Readers are forgiven for having never heard of ORT (Briefcase hadn’t either until over a cuppa at E’Cucina – please take note Truck-Stop McGuck) but it does appear to have a smart process that could cut the cost of handling waste by harnessing the power of bacteria, and keeping everything very simple.

ORT’s DiCom process has been developed by father and son team Richard and Thomas Rudas over the past few years and tested in trials by Murdoch University and the University of Newcastle. It has even gone as far as being operated in a pilot plant phase for three years at a Jandakot site.

To non-engineering types DiCom digests waste, producing methane gas (which is sold), compost (which is also sold) and a dramatically reduced volume of waste for landfill. Like all waste retreatment processes it is said to be a win-win-win situation.

The real trick for DiCom, and ORT as its owner, will be in making the rubbish disappear (or shrink substantially) and produce a profit at the same time. Briefcase, which has no expertise in rubbish (apart from writing the odd bit) withholds judgement but reckons that ORT might be worth a squiz.

A few days ago the stock was trading at an unprincely 13.5 cents which valued the company at around $9.5 million. The 52-week high is 19 cents reached on December 5, the day ORT listed after emerging from a reconstructed mining company shell and a low of 9.5 cents reached on Christmas Eve. Since then, there has been steady interest in modest trade, including a big day on March 5 when more than two million of the 70 million shares on issue were traded – perhaps someone taking an early position (or someone losing the bacterial faith?).

 

YOU have got to hand it to Frank Tate as he leads a one-man defence of the Australian wine industry with his strident, and oft-repeated claim, that there is no wine glut.

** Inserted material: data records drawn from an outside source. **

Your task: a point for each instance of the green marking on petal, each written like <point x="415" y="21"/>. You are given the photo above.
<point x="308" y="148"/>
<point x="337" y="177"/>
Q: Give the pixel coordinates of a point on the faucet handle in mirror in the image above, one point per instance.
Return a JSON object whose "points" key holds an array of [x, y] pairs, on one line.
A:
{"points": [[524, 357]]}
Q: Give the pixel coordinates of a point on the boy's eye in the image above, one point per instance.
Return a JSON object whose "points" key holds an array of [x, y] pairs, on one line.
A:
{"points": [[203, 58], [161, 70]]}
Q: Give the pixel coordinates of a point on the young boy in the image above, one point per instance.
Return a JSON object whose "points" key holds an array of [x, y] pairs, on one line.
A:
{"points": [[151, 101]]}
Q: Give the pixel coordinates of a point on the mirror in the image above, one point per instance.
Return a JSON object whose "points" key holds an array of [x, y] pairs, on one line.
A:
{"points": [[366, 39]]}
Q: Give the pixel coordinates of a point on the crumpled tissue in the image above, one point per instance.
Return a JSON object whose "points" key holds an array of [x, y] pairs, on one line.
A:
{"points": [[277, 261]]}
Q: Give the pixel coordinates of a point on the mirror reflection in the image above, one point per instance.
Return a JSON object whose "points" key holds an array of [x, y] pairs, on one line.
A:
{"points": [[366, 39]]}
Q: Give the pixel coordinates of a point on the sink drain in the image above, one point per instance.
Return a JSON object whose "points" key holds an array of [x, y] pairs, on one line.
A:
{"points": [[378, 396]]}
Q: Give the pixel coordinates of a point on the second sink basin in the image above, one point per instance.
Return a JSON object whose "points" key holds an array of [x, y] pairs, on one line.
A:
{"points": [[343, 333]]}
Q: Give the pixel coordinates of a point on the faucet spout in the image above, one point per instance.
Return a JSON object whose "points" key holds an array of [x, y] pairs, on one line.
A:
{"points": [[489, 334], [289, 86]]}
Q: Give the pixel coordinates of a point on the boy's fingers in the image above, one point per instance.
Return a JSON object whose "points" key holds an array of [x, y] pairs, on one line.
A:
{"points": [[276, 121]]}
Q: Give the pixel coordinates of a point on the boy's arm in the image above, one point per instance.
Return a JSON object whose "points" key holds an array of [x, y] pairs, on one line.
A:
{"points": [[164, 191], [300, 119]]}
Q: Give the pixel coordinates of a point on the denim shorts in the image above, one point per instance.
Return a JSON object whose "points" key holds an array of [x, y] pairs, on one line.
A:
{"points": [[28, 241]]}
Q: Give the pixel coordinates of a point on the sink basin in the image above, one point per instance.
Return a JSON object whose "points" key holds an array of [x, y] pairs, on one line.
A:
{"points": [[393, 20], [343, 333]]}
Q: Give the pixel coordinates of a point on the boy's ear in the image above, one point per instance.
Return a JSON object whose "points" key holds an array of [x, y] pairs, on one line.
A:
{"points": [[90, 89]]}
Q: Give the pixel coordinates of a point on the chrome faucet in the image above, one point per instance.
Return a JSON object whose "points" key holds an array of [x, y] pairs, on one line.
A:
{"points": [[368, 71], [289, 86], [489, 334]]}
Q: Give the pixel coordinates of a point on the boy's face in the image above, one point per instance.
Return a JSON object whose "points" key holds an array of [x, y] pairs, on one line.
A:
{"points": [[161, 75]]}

Briefcase, which defers totally to Frank when it comes to wine statistics (but reserves its position on consumption ability – a sort of "drink-you-under-the-table-any-day-Frank" type of comment) hopes the man who runs Evans & Tate is correct because if he is, a lot of wine producers will be mightily relieved.

The problem, however, is that the same sense of relief might not spread to the grape growers of Australia, a totally different breed to winemakers. Grape growing is where the pain is fierce, whereas from Frank’s perspective the glut (oops, didn’t mean to use that word) means a potential opportunity to lower his raw material costs.

Whatever the point Frank is making, and he may well be proven right in a few years time when a pile of grape growers have failed and new plantings have stopped, it is awfully hard (impossible, actually) to not see oodles of cheap wine on the market, distress vineyard sales from Margaret River to Mt Barker and professional types in Perth wishing they had never heard of the vineyard their mates talked them into buying.

If these are not signs of a glut, and Frank says they’re not, then perhaps we need to re-phrase the definition of grape glut; how about, excess, surplus, or lake – the last word seems particularly applicable to wine, and "wine lake" a nice European touch to it.

 

"A pessimist is a man who thinks everybody is as nasty as himself and hates them for it." George Bernard Shaw.